Thursday, April 25, 2024

New health secretary, new approach to medicinal cannabis?

Sorting out the shortcomings in the NHS prescribing system for medicinal cannabis—which allows but rarely enables patients to get prescriptions—is going to take tenacity and co-operative work across the institutions involved. A key figure in the process is the secretary of state for health and social care, and a new one is in place—Thérèse Coffey MP.

Sajid Javid MP, during his time as home secretary, spearheaded the 2018 legislation which allowed medicinal cannabis to be prescribed by the NHS, but during his 13 months as health secretary, progress towards establishing an effective prescribing system was infinitesimally slow. To date, three patients receive NHS prescriptions.

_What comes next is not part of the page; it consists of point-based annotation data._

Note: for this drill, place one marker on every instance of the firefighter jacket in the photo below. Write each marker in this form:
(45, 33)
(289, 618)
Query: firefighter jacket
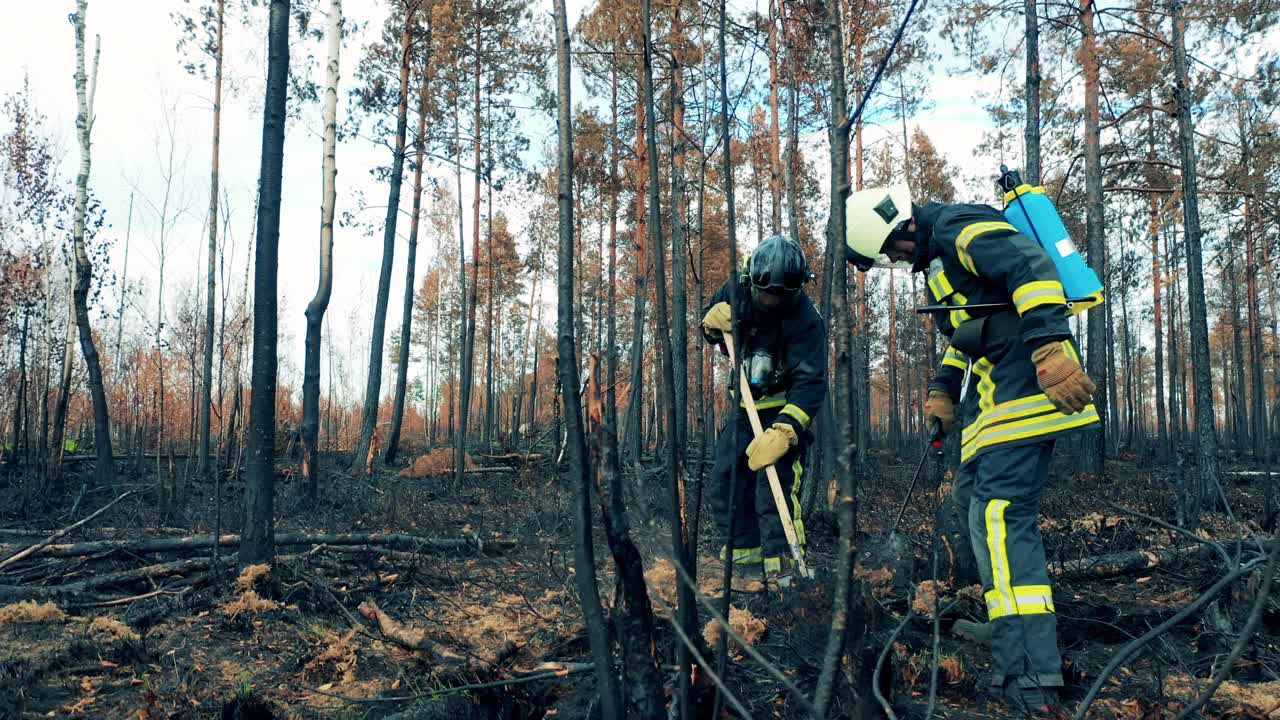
(795, 336)
(974, 256)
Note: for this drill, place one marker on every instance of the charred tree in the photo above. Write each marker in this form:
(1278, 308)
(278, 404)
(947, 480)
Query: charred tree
(1206, 436)
(685, 607)
(374, 384)
(206, 388)
(407, 318)
(579, 470)
(1096, 355)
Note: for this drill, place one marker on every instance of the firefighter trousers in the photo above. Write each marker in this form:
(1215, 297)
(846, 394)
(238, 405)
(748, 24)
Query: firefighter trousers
(1002, 491)
(757, 527)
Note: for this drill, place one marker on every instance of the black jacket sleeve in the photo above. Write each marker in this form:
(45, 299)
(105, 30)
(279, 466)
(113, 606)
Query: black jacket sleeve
(986, 245)
(718, 296)
(804, 367)
(950, 373)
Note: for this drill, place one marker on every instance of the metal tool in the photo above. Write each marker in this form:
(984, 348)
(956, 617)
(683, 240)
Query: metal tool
(933, 447)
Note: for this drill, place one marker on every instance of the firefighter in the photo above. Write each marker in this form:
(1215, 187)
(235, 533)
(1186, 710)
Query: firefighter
(782, 343)
(1024, 390)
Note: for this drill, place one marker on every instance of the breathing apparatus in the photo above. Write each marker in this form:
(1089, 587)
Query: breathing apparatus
(773, 277)
(1034, 215)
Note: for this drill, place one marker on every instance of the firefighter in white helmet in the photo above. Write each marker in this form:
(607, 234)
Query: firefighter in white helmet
(1025, 390)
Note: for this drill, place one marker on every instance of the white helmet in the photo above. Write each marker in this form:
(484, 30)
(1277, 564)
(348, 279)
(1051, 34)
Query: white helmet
(871, 215)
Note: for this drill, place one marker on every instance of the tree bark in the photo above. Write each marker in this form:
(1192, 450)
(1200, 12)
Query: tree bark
(679, 256)
(105, 469)
(324, 288)
(775, 141)
(846, 501)
(19, 400)
(1206, 437)
(579, 470)
(259, 537)
(374, 383)
(407, 318)
(470, 308)
(206, 391)
(635, 397)
(673, 456)
(1157, 310)
(1096, 356)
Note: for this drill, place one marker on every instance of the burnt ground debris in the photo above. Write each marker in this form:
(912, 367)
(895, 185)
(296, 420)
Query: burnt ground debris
(497, 632)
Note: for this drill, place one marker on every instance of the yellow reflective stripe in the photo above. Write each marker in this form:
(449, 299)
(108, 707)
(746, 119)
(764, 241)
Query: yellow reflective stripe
(996, 536)
(940, 286)
(1038, 292)
(1029, 428)
(959, 317)
(1009, 410)
(970, 232)
(1028, 600)
(1033, 600)
(986, 386)
(796, 510)
(800, 415)
(995, 609)
(744, 555)
(936, 288)
(768, 401)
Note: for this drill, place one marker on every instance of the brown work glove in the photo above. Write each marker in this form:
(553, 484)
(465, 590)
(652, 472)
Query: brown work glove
(1061, 378)
(771, 446)
(940, 406)
(717, 322)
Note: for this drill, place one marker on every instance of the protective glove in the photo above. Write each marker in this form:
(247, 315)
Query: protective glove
(1061, 378)
(717, 322)
(771, 446)
(940, 406)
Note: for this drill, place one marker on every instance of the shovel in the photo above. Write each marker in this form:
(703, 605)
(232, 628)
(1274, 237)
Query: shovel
(775, 483)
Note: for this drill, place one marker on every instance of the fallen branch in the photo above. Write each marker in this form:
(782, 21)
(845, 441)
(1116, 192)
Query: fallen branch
(1134, 646)
(50, 540)
(880, 662)
(403, 636)
(544, 671)
(200, 542)
(1251, 627)
(1125, 563)
(108, 579)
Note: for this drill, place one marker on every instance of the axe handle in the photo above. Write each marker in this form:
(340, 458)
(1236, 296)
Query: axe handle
(775, 483)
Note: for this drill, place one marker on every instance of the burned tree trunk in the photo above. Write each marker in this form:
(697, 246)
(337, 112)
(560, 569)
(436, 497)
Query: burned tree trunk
(1206, 436)
(206, 388)
(259, 536)
(584, 555)
(374, 384)
(1096, 355)
(685, 607)
(407, 317)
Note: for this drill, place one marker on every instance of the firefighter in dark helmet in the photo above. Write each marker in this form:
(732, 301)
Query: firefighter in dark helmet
(1025, 388)
(782, 343)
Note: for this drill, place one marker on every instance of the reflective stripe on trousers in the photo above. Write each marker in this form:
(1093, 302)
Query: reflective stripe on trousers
(1002, 488)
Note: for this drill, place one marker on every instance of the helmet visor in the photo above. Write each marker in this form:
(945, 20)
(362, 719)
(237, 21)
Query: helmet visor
(778, 281)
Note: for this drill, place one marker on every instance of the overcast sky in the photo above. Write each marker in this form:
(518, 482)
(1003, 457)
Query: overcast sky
(141, 80)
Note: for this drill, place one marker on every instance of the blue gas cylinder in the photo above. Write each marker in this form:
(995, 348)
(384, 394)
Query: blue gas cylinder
(1034, 215)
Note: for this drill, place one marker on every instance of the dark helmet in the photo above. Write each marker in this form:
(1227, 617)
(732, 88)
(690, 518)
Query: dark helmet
(777, 267)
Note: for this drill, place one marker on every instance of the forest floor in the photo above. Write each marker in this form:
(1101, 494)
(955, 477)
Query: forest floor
(312, 638)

Unlike Mr Javid, Dr Coffey has no track record of supporting the prescribing of medicinal cannabis, but she does have skills which are crucial to the understanding of the complex issues which need to be addressed.

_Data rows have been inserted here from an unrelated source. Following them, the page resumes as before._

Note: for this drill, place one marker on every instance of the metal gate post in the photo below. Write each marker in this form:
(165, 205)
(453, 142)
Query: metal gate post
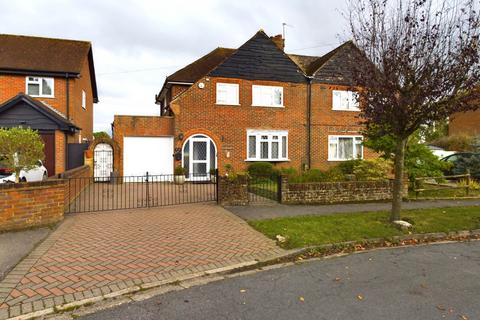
(279, 188)
(216, 186)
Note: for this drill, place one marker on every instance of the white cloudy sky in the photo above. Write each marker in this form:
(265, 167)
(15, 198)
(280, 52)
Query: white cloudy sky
(136, 44)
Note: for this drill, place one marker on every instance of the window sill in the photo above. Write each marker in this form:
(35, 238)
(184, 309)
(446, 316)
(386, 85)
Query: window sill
(257, 106)
(267, 160)
(34, 96)
(228, 104)
(342, 160)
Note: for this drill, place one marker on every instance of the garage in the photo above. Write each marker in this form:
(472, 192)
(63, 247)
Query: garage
(147, 154)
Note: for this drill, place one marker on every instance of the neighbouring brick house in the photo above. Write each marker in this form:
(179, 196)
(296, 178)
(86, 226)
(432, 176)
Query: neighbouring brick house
(49, 85)
(254, 103)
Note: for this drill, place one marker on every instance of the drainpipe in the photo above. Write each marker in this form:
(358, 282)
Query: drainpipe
(67, 94)
(309, 120)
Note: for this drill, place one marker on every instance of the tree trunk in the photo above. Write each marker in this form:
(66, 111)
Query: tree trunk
(398, 182)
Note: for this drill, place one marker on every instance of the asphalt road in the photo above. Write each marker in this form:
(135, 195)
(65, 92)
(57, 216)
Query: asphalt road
(278, 210)
(16, 245)
(427, 282)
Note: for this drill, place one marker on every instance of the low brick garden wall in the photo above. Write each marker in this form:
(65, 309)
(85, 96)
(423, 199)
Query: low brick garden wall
(335, 192)
(26, 205)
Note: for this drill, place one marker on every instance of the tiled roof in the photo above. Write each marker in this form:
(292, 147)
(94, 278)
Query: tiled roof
(42, 54)
(39, 55)
(202, 66)
(45, 109)
(259, 59)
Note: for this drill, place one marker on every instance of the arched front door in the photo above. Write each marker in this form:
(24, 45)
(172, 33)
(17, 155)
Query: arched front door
(102, 162)
(199, 156)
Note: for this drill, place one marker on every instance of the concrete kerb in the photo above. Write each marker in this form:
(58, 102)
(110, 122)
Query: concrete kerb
(149, 290)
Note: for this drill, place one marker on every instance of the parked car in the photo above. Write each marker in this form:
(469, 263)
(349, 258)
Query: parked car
(38, 173)
(463, 162)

Firstly, her title of ‘Dr’ doesn’t relate to a medical qualification, but instead she has a PhD in chemistry from Oxford. Her fellow chemists have revolutionised the understanding of the cannabis plant in the past decades, and continue to make discoveries about its properties. As that rarest of creatures—a senior politician who has been trained as a scientist—Dr Coffey can understand the complexities, unknowns, diversity and potential of cannabis.

She discussed the relevance of her education and thinking processes with journalist Nick Robinson on BBC Radio 4’s Political Thinking, broadcast on 17 July 2020, while she was secretary of state for work and pensions. He asked her, “Does the scientific training give you something that those who have done these other rubbish subjects like PPE…who tend to be the people who dominate politics, have not got?”

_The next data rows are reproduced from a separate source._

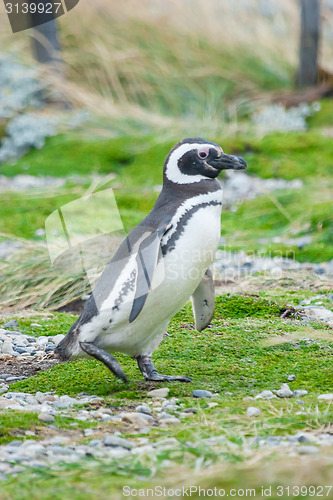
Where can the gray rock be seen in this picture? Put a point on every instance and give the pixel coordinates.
(265, 395)
(46, 417)
(200, 393)
(7, 348)
(143, 409)
(170, 421)
(253, 411)
(11, 324)
(57, 338)
(326, 397)
(95, 442)
(117, 441)
(135, 418)
(159, 393)
(299, 393)
(284, 392)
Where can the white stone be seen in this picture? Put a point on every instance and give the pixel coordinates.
(46, 417)
(134, 418)
(326, 397)
(7, 348)
(159, 393)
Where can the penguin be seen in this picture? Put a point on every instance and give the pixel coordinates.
(162, 263)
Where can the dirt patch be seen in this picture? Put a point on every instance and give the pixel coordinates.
(17, 367)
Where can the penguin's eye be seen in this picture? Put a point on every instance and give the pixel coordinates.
(203, 153)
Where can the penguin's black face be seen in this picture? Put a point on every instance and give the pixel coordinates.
(195, 159)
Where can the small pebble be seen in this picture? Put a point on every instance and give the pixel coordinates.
(11, 324)
(326, 397)
(284, 392)
(46, 417)
(200, 393)
(117, 441)
(159, 393)
(253, 411)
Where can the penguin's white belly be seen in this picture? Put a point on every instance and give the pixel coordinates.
(176, 277)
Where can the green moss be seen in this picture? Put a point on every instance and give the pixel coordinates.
(238, 306)
(13, 423)
(234, 354)
(324, 117)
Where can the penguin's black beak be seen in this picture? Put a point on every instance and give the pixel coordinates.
(228, 162)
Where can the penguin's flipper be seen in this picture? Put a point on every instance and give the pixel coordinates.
(203, 301)
(146, 260)
(106, 358)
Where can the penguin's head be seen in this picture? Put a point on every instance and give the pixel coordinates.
(195, 159)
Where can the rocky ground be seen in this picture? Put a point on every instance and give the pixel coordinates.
(55, 446)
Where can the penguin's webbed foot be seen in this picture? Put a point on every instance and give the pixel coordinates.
(105, 357)
(149, 372)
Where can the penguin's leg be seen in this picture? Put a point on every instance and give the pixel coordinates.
(106, 358)
(149, 371)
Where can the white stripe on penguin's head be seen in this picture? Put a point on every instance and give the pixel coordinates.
(172, 170)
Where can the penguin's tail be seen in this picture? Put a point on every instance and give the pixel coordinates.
(69, 346)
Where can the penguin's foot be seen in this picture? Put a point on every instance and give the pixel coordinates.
(149, 372)
(106, 358)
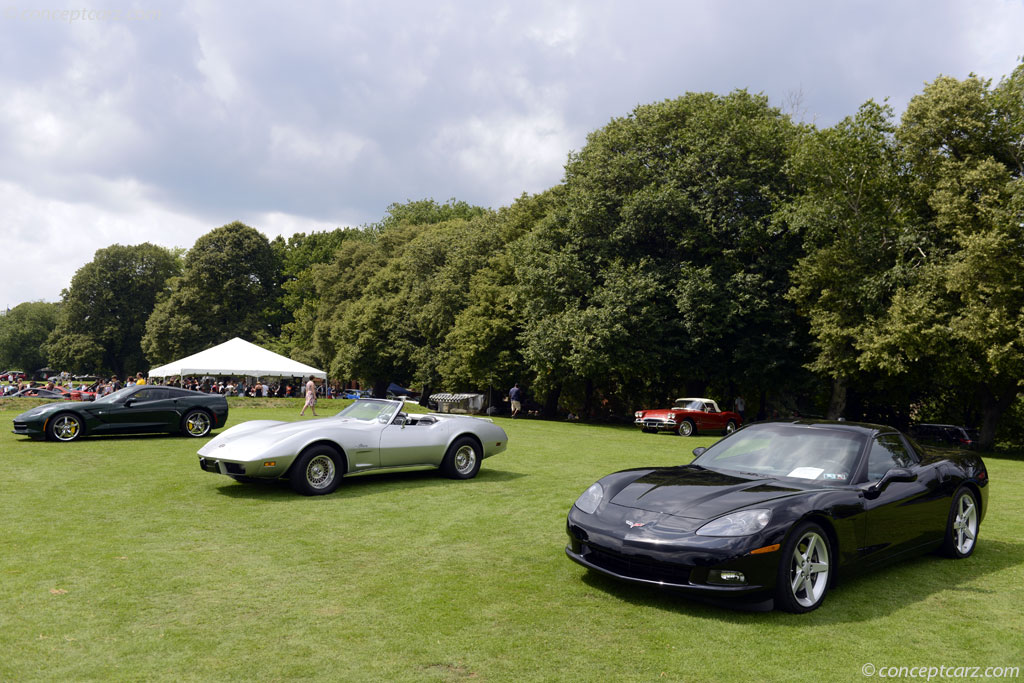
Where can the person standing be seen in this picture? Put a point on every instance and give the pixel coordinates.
(310, 397)
(515, 398)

Dr Coffey responded, “I think it’s definitely a way that helps you almost train your brain in an evidence-based systematic approach, in a different way to other people who may have studied history or something similar. I mean Margaret Thatcher is the only person who has been a scientist who was prime minister.

“By and large, most of our politicians have not had that element of educational training, and I think it does bring a different dimension. Absolutely. I think there’s a lot of being driven by evidence, but also one of the things that you learn about science is that if you are in a new area, the science can evolve, it can change, your understanding can change.

“I’m absolutely driven by data—I’ve brought a lot of that to the DWP. There’s a strong element of making sure that we have a rational approach on matters, but at the end of the day, politics is not solely about rational numbers and statistics. It is about how you translate some of that into having a kind of an emotionally intelligent approach as well.”

So scientific rationality, driven by data, with emotional intelligence.

They enlarged on the idea that scientific understanding is always changing and developing—and there is disagreement. Dr Coffey expanded, “It’s a bit like if you get 100 lawyers in a room you’ll have 100 different legal opinions. But there may be themes that come out of that on which they agree, or you get extreme opposites, and I think that is true of scientists. They are used to doing peer review with each other, probing, challenging.

“But it depends which strand of science you are in. Physics tends to be a lot more precise, biology is a lot more imprecise, actually, although there are fundamental principles which of course apply.”

They were speaking during the early months of the pandemic, while the understanding of covid was building up. Dr Coffey commented on the need to adjust your understanding as more is discovered: “We keep learning more, so assumptions that you may make on a very small amount of data or a small amount of evidence, views on that and advice coming from that, may well change as you learn more about issues…

“I think what has been a huge strength of this government is that that science, when it keeps evolving, we are prepared to listen, look at it again and just say ‘do we keep with the same approach or do we actually change our approach?’. I think we are seeing that quite regularly and you could get attacked—why didn’t you do this the first time? Hindsight might be a great tutor but we as a government haven’t just dug our heels in so we don’t change course.

“If we are learning new things it is absolutely fine to then update your decisions and reconsider.”

Those reflections could very well be applied to the rapidly evolving understanding of the potential of cannabis to heal, the application of which is hampered by the small amount of ‘gold standard’ data about its effectiveness.

Medicinal cannabis is just one part of an industry which starts with a seed in the ground. There have been calls for overhauling the regulations applied to farming hemp in the UK. Before her appointment to the DWP in September 2019, Dr Coffey served in the department for environment, food and rural affairs for over three years, initially as parliamentary under-secretary from 17 July 2016 – 25 July 2019, then briefly as minister of state from 29 July 2019 till 8 September 2019. 

Dr Coffey has a reputation for drilling down into detail on any brief, pulling things apart and putting them back together in rational order. In addition to her scientific training, she qualified and practised as an accountant before being elected as an MP. She has also experienced being very ill, and her life was saved by the NHS.

Rational analysis suggests Dr Coffey has the constituent parts necessary to understand the full spectrum of the cannabis industry, from growing, through researching and testing to prescribing. Whether she will have time to spend on sorting out the log-jam which is holding up NHS prescribing of medicinal cannabis is a known unknown.